There are quite a few questions that are still raised by her explanation. Is meldonium the type of clinical drug you would use over a 10-year period? Can you really consider it a performance-enhancing drug? Sharapova’s camp is claiming her use was occasional over the past decade though her lawyer, John Haggerty, wouldn’t divulge specifics about her treatment.

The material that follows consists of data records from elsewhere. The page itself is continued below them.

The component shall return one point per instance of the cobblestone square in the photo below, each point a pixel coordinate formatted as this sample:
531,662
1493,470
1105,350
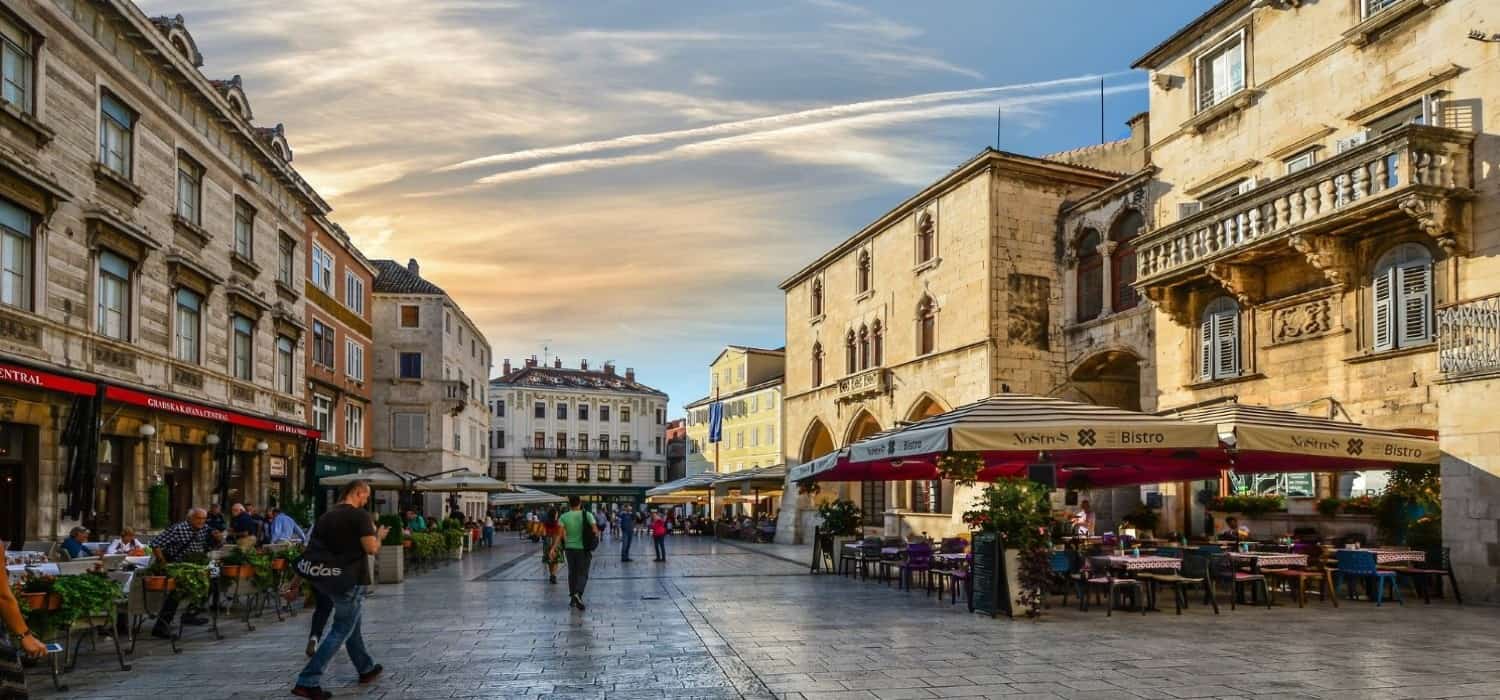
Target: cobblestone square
747,621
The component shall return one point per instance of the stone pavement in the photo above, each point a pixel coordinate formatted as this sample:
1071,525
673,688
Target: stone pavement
725,621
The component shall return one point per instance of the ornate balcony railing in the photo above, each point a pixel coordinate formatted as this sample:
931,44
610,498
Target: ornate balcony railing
1368,180
1469,338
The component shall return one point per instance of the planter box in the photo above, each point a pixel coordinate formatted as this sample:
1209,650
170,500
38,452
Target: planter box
390,564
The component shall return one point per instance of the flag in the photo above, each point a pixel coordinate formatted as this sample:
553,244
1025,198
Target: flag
716,421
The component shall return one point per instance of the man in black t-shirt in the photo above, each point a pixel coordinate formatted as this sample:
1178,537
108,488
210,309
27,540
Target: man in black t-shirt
345,532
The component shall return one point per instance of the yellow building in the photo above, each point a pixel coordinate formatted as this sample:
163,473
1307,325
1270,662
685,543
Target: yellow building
749,382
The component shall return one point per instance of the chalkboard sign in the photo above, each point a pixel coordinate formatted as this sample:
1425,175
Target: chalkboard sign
986,574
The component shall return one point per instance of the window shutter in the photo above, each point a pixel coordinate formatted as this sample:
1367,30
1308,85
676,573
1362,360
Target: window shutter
1415,312
1385,320
1226,344
1206,348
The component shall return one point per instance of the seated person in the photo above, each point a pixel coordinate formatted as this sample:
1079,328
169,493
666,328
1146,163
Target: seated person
1233,529
75,543
126,544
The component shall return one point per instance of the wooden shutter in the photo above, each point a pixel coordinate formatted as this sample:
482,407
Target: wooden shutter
1385,320
1415,309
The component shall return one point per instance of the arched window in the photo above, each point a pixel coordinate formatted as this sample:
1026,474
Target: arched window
1403,297
1122,261
926,237
1218,341
926,326
863,276
1091,276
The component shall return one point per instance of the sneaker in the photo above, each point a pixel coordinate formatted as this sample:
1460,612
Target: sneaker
371,675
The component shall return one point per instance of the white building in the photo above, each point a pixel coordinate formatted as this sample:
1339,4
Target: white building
578,432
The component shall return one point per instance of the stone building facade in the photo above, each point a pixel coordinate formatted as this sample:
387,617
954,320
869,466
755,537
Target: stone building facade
339,397
593,433
429,367
150,281
749,384
947,299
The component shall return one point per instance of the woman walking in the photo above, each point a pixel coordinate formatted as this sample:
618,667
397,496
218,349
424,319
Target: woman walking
551,543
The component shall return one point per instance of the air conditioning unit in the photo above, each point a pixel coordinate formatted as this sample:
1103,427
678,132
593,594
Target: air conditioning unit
1350,143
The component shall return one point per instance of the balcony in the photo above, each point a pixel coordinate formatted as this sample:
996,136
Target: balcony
1413,174
1469,339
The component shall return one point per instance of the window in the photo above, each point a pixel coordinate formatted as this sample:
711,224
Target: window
17,50
284,364
1218,341
323,415
1122,260
116,135
1301,161
189,191
114,297
926,237
1403,297
17,227
285,261
926,326
354,360
1091,276
245,230
410,364
863,273
1221,72
353,424
242,347
188,323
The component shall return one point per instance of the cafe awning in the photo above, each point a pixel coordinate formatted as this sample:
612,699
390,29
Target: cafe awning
1268,439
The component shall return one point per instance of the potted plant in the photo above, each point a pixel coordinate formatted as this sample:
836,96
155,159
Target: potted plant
390,564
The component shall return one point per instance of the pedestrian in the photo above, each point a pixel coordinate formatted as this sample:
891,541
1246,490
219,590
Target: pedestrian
551,543
579,538
627,531
344,538
659,535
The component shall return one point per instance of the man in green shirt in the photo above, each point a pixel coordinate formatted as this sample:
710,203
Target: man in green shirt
578,556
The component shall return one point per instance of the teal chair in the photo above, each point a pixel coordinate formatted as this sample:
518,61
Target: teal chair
1355,565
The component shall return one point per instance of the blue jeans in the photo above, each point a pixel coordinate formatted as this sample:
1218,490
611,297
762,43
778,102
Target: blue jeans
345,631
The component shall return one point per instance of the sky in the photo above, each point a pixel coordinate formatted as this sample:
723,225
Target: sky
632,180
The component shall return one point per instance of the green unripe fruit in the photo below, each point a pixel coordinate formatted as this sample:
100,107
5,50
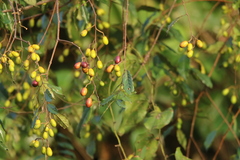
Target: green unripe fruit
49,152
234,99
51,133
45,135
36,144
44,149
53,123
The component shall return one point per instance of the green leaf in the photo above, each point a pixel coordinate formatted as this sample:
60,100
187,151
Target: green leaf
48,95
209,139
187,90
85,114
56,89
181,138
128,82
107,100
204,78
179,155
52,109
158,119
61,120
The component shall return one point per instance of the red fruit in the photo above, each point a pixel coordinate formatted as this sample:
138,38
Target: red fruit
83,91
84,64
34,83
77,65
117,59
89,102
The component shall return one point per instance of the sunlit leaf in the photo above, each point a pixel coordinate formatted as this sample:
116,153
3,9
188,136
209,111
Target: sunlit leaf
85,114
179,155
210,137
52,109
61,120
128,82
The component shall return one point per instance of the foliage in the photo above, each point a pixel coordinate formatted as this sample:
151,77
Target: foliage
119,79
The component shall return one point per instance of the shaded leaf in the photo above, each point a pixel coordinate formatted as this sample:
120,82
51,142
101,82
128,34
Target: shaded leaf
209,139
61,120
158,119
85,114
179,155
203,77
128,82
181,138
52,109
48,96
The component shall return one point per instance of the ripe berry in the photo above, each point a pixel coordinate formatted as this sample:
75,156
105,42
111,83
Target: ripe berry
183,44
84,91
84,64
117,59
77,65
34,83
89,102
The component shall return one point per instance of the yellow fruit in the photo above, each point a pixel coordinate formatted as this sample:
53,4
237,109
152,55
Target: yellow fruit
44,149
117,68
199,43
30,49
183,44
36,46
26,63
34,56
234,99
190,46
66,52
33,74
53,123
49,152
105,40
84,33
88,52
101,83
7,103
99,64
91,72
100,12
45,135
51,133
41,69
15,54
38,78
93,53
36,144
225,91
19,97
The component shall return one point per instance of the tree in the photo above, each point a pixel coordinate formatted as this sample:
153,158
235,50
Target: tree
119,79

There is scant research available exploring the effects of meldonium on athletic performance. One of the only studies cited found that the drug can lead to “improved rehabilitation after exercise, protection against stress, and enhanced activations of central nervous system functions.” More illustrative is the fact that Meldonium was administered to Soviet soldiers in the 1980s. In 2009, the drug’s inventor Ivars Kalvins told the Latvian newspaper Diena that the drug helped individuals deal with high altitudes and oxygen deprivation. “If they have to run 20 kilometers with all the gear, at the end they would get ischemia (a blood circulation condition),” he explained. Kalvins has also claimed that taking meldonium isn’t doping and that conflating the drug with performance enhancing drugs is foolish. One Russian Olympian is on the record saying the drug is similar to vitamin C.

Maria Sharapova at the 2016 Australian Open.

Cameron Spencer/Getty

The answers to both questions suggest that meldonium, like many drugs, has a wide-range of uses — clinical and recreational, life-saving and non-essential. Grindeks itself seems to cover all bases (and its own ass) by describing it as a panacea for nebulous complaints like mental distress.

That said, the idea that Sharapova didn’t know meldonium could help improve her game is pretty dubious. She might very well have been using the drug for legitimate medical purposes (she said her reasons for taking the drug were related to irregular EKG, a family history of diabetes, and magnesium deficiency). But a decade’s worth of use, right as her professional career began, should raise a few eyebrows. This is an ischemic heart drug designed for very sick patients. Sharapova doesn’t seem to be — and hasn’t claimed to be — profoundly ill.

Furthermore, it looks like she had to ignore not one, but five different notifications in order to have missed that meldonium was being added to WADA’s prohibited list. For Sharapova to have unwittingly committed an error this big is a pretty big stretch of the imagination. It’s possible, but it would be wise for people to approach her story with a healthy degree of skepticism before buying into it.